Se pensamos nas narrativas de Io sono l’ultimo como depoimentos, temos um

problema se queremos vê-las como literatura, analisá-las segundo os parâmetros

convencionais da Teoria Literária. O valor estético dos testemunhos não se pontua

exclusivamente pelas categorias aristotélicas relativas à mimese. Lembrando o que

argumenta Márcio Seligmann-Silva (2003), os testemunhos apresentam uma voz

traumatizada, um tom de lamento e de denúncia que se fazem presentes e dispostos a

narrar uma experiência vivida, malgrado todas as dificuldades de expressão.

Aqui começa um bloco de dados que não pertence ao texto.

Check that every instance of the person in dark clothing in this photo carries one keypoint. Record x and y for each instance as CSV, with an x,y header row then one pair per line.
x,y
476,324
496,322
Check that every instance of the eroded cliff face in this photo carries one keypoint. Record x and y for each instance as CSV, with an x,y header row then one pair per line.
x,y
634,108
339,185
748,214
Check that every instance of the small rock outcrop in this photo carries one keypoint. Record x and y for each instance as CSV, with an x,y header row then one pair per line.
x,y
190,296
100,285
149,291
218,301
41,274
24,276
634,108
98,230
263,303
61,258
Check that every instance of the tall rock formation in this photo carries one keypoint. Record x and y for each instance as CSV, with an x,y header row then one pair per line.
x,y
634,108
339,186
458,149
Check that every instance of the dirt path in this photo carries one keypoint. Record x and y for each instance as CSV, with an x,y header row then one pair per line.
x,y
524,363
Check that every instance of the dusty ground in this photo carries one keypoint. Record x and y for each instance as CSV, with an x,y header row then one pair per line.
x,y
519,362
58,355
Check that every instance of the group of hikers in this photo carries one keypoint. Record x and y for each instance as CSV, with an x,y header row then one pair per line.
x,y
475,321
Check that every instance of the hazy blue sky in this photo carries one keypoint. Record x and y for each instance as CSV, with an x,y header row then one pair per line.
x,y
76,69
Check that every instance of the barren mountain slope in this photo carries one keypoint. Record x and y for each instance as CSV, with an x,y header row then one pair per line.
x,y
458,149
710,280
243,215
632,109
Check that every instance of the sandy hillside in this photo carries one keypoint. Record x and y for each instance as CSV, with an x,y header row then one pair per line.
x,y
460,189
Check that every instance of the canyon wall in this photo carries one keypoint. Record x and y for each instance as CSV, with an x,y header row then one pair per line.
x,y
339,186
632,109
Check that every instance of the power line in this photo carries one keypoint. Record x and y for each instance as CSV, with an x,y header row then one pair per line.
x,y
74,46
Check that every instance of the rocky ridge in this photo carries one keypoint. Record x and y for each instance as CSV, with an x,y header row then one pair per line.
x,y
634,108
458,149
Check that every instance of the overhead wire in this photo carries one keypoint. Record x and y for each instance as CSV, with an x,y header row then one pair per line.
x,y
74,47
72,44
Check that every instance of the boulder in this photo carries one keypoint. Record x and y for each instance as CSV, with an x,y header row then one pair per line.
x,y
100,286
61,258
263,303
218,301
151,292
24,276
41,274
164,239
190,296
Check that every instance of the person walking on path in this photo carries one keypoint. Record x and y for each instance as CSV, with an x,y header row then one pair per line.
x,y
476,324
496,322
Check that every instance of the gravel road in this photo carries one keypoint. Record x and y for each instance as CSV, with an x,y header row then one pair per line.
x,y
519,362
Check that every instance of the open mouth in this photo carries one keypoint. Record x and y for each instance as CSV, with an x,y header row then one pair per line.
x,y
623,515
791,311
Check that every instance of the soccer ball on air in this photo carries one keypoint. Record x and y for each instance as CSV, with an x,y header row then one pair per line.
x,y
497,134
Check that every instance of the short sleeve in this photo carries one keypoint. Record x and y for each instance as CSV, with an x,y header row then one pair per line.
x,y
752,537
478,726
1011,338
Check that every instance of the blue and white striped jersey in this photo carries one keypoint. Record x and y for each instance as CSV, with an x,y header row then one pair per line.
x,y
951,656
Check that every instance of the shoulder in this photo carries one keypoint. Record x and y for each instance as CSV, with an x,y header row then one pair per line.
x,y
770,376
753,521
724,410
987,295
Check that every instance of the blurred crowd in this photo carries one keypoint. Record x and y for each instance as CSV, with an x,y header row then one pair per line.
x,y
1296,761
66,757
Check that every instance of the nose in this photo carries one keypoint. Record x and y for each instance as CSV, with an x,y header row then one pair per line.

Se a Resistência italiana mereceu muitas representações através dos romances,

dos poemas, das canções, das memórias e do cinema (a partir do neorrealismo), o

território que escolhemos concentra uma mitologia ainda mais vasta (embora ainda

pouco explorada), devido à quantidade de episódios ligados ao fenômeno de

mobilização civil e aos contrastes presentes na constituição de seus habitantes. Não

seria justo deixar de confessar que nossas origens também justificam o interesse

despertado pelo período e pelo território modificado ao longo daqueles anos e em

seguida. Existem algumas questões de identidade a mais, em nosso caso.